Puts the $ in what seems like unapproachable territory for Standard & Poor to dare to re-rate, though they recently hinted.

Who actually is in bed with the dollar?
Guess we all are.

curedum 31 May 2011 , 6:10pm

The crisis you can see coming is seldom as calamitous as one which strikes without warning. For example, the Lehman Brothers collapse was particularly damaging because the markets had assumed that the US government would rescue it.

Anyone care to give an ideal asset allocation to best survive the present uncertainties?

F958B 31 May 2011 , 9:48pm


I would guess that the closest thing to an ideal asset allocation might be similar to the "Permanent Portfolio", which has an equal split across asset classes (cash/bonds, gold, equities).

Perhaps something like the following is worth considering:
Gold: 20%
Fixed-rate bonds: 20%
Index-linked bonds: 20%
UK equities: 20%
Overseas equities: 20%

Like the equities; the bonds could be spread across more than one government/currency (e.g. a mix of UK Gilts, German Bunds and US Treasuries).

It pretty much has all options covered, without being overly exposed to any one government or any one asset class.


My own portfolio's allocation is roughly 25-30% precious metals and 70-75% "low-Beta, non-cyclical" equities with a broad spread of currencies contributing to their revenues.
I have only a few percent cash (but lots of final dividends due very soon which will push cash balance up to 5-10%). I hold no bonds and no property (other than main residence).

My reasoning is that if we see a serious currency crisis/default, cash and bonds will be severely hit, while the precious metals will soar; 25-30% of my portfolio would probably double within a matter of months and offset a severe decline elsewhere in my portfolio.
On the other hand, if we endure a long, slow, disinflationary slump (without any defaults, as per Japan), the relatively stable revenues and good dividend yields of non-cyclicals should hold up much better than most. I'd fancy Tesco or Imperial Tobacco to manage to continue paying a good dividend, even in mildly deflationary times (we won't have severe prolonged deflation; governments will see to that).

Regardless of whether we see inflation, deflation or disinflation, the low rates available on cash or bonds seem inadequate to compensate if we see a default/devaluation/inflation. Rates have basically priced-in disinflation or mild deflation. Ultra-low bond rates have left no room for inflation in the medium term.
Even inflation-linked debt won't offer protection from a government that choses to default.

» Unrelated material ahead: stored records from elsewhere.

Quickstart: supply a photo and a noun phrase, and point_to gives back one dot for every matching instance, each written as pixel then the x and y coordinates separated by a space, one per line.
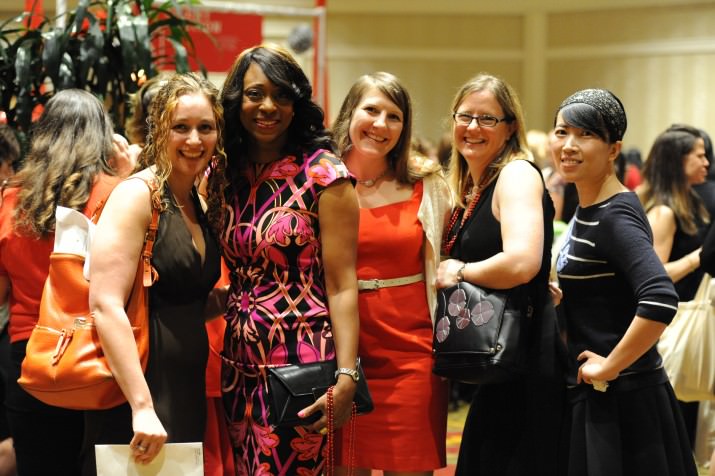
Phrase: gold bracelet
pixel 460 273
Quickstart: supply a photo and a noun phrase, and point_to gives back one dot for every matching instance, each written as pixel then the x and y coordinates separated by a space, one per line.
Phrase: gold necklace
pixel 372 182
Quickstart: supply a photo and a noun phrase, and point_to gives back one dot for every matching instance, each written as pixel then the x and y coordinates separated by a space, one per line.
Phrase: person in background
pixel 404 202
pixel 167 402
pixel 68 164
pixel 444 150
pixel 617 300
pixel 499 236
pixel 706 190
pixel 707 262
pixel 9 156
pixel 218 456
pixel 677 215
pixel 289 238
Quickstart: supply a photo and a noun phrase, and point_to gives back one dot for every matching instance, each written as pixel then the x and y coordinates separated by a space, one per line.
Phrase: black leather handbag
pixel 293 387
pixel 481 335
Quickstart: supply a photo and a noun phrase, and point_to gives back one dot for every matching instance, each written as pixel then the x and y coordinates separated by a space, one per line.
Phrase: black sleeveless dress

DouglasMansion 01 Jun 2011 , 9:12pm

I believe we face another crisis of the banks - of solvency, and then of liquidity.
I read today that a high proportion of "new" mortgages are just renegotiation of old as interest-only, a forbearance by the bank. But the banks have bad debt provisions of less than 1% of the mortages outstanding, comparing poorly with the American provisions of more than 5%.
When interest rates rise to a realistic level, as they must surely do, many borrowers will default. The banks will suffer another balance-sheet crisis, and the value of property will plummet due to so many repossetions on the market as forced sales.
I don't know what to do to ward off this. Emigrate, before it happens.

DouglasMansion 01 Jun 2011 , 10:18pm

Correction! If you read today's Telegraph, front page:

UK banks have bad debt provisions of £1.2billion for mortgage debts totalling £1.3trillion. That is 0.13%.

US banks have bad debt provisions of 9% for their mortgages.

Our banks are mad, learned nothing.

RobinnBanks 02 Jun 2011 , 8:11pm

Also in the Telegraph:
there were few buyers of gilts recently - except the banks, who bought billions of pounds-worth with the taxpayers' cash they were given to bail them out!
Just using what was left after paying their bonuses from our cash!